Here's the dilemma: You have what no doubt is the number 1 brand product in the category. Your position in the market has been solid for decades and number 2 doesn't even come close. The product has achieved this dominance because of it's consistent quality and the brilliant advertising behind it.
Along comes an innovation that in essence will in practical terms make your product easier to dispense for your customers BUT will at the same time eliminate the prize characteristic and iconic merchandising label that your product is known by.
If you are the president of Heinz, what would you do? Would you use this new development or not?
TV commercial film for Heinz Circa 1968
The wait is over: MIT researchers solve the ketchup problem
Published May 23, 2012 FoxNews.com
No more violent shaking. No more tapping the “57” logo. And certainly no more ketchup left to waste at the bottom of the bottle — all thanks to Ph.D. candidate Dave Smith and his team of MIT researchers.

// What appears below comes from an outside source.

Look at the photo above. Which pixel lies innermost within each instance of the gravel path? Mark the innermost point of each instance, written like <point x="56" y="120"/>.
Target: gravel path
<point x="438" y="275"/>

Smith's team, consisting of mechanical engineers and nano-technologists, over the past several months has created “LiquiGlide,” a non-toxic coating so slippery that when you tilt the bottle, the ketchup just flows. Every last drop.
"It just floats right onto the sandwich," Smith told Fast Company.
The technology isn’t limited to just ketchup, Smith says. The coating can be applied to a variety of surfaces, glass or plastic, and could conceivably work with all kinds of thick sauces. And for Smith, the benefits are obvious.